Беба назвал место последнего своего турне.
— Знаю. Работал. Теплостанцию строили. Еще где бывал?
— Сахалин, — сказал Беба уверенно. На Сахалин Леня Химушев в самом деле пытался их повезти однажды, но получилась промашка с пропуском в погранзону.
— Работал. Микрорайон в Южно-Сахалинске отгрохали. Слыхал?
— Ну как же! — солидно солгал Беба.
— В Мирном бывал?
— Нет.
— Я его с колышка. Эх, была жизнь! Работа, а не волынка. И зарплата тебе щелкает-щелкает, не надо ее считать, потому что хватало.
— А как сюда?
— Надоел за три года якутский мороз. Решил погреться. Греюсь вот третий год. Надоело!
— Что надоело?
— Юг надоел, язви его в душу. Ты туристом: дыню жевать и на минарет глаз поставить. А мне эти дыни и минареты… Старый директор на Хантайку зовет. Пишет, что будет дело. Махну! Кончу дом и махну. Мороз во сие вижу. Вот так.
Мимо окон с натужным воем прополз тяжко груженный «Урал».
— Везет-таки, волынщик проклятый! — сказал Негатив. Бросил на стол трешницу, не прощаясь, погрохотал залепленными известью сапогами к выходу.
Тотчас на освободившееся место сел быстрый и тонкий узбек. Он был в красной нейлоновой рубашке, при галстуке, и, надо же, чудо, лицо его было сухо, без малейших следов пота. Нейлон-то в такую жару! Лицо не то что было сухо, а матово отсвечивало в своей сухой смуглоте.

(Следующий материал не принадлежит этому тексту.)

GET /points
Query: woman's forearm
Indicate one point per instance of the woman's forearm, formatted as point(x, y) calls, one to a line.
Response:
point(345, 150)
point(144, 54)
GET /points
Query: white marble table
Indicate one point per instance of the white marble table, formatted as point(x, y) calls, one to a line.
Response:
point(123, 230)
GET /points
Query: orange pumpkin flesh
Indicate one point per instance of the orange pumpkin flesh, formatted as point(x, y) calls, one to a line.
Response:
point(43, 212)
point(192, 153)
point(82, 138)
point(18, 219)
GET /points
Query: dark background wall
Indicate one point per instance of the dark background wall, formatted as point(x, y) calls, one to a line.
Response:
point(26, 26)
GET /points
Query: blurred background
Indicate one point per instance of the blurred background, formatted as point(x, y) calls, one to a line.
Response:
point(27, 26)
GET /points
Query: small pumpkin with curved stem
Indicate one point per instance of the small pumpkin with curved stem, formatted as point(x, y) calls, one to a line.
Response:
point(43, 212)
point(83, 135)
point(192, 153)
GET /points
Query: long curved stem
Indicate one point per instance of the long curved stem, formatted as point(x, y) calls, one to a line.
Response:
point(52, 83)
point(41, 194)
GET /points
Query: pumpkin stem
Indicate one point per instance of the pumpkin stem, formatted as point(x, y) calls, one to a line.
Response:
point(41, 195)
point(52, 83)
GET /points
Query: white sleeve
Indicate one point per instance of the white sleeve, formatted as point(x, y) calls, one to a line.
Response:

Официантка без разговоров принесла и поставила шесть бутылок.
— Норма! — улыбнулся узбек. — Пиво бывает редко. Пьем по шесть. Кто может, тот больше. В Хиву?

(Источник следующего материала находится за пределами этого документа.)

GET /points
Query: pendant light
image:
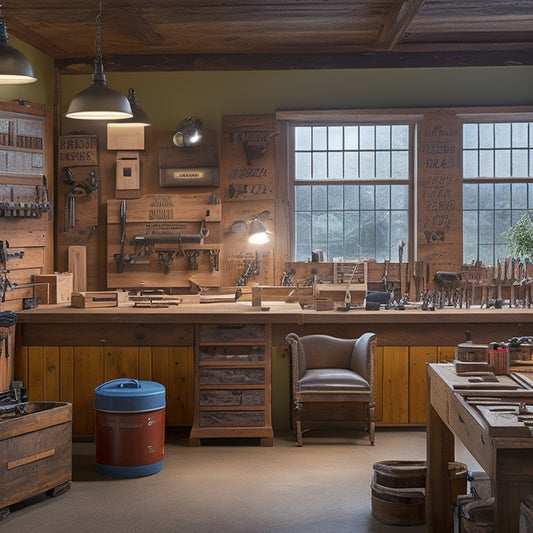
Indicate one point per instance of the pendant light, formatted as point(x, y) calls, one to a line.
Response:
point(14, 66)
point(139, 118)
point(99, 101)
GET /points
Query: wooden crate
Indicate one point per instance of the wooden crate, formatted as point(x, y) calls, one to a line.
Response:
point(35, 451)
point(54, 288)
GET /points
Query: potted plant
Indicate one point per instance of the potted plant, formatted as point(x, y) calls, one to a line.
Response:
point(520, 238)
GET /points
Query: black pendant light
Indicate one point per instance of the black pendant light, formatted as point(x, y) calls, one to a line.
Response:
point(14, 66)
point(99, 101)
point(140, 118)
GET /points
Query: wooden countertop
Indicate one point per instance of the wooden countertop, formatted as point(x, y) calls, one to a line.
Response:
point(274, 312)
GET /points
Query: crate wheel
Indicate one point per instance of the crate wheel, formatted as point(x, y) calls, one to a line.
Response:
point(60, 489)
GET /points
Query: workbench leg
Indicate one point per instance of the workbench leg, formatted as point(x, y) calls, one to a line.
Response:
point(440, 452)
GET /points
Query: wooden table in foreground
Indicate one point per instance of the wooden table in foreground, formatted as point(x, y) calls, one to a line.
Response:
point(485, 416)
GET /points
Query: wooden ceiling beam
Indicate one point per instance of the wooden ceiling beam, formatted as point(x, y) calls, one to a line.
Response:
point(398, 20)
point(241, 62)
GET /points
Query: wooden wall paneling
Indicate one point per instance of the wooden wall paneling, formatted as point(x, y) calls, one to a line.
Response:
point(419, 356)
point(145, 363)
point(446, 354)
point(163, 215)
point(379, 384)
point(21, 361)
point(248, 171)
point(238, 254)
point(51, 362)
point(35, 384)
point(281, 387)
point(120, 362)
point(395, 384)
point(79, 180)
point(88, 374)
point(7, 358)
point(66, 373)
point(180, 394)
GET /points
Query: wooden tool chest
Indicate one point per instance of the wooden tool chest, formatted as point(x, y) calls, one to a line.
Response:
point(233, 383)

— Ага, — не удивляясь уже, сказал Беба.
— Хорошее место. Памятник старины. Все старое, как при ханах.
— Да-а!
— А Куня-Ургенч? Совсем старое место. Окончательно памятник старины. В Куня-Ургенч туристы не ездят. — Узбек вздохнул и поднял тонкий, музыкальной конструкции палец. — Отдельные, умные ездят. Столица Хорезма! Алгебру знаешь?
— Учил.
— А где выдумали, знаешь? В Куня-Ургенче! А Тимур что разрушал, знаешь? Куня-Ургенч! Ничего туристы не знают. Между прочим… я там родился.

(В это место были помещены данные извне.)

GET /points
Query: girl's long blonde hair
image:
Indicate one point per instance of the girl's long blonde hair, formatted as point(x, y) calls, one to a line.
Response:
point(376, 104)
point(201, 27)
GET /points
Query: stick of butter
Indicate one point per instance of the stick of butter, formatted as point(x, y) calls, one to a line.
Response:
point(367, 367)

Узбек ловким жестом открыл бутылку о край стола, и темное пиво потекло в стакан.
— Женщины у вас красивые, — дипломатично начал Беба.
— Красивые? Почему красивые? Конечно, красивые! В Москве тоже красивые!
— А что, они украшения не носят? Мониста там всякие, в общем, золото.
— Какое золото? Современные девушки — сами золото!
— А я читал, что узбечки носят.
— Про это у стариков спроси.
— А в Нукусе есть старики?
— Нукус — новый город. От Ташкента не отличишь на главной площади.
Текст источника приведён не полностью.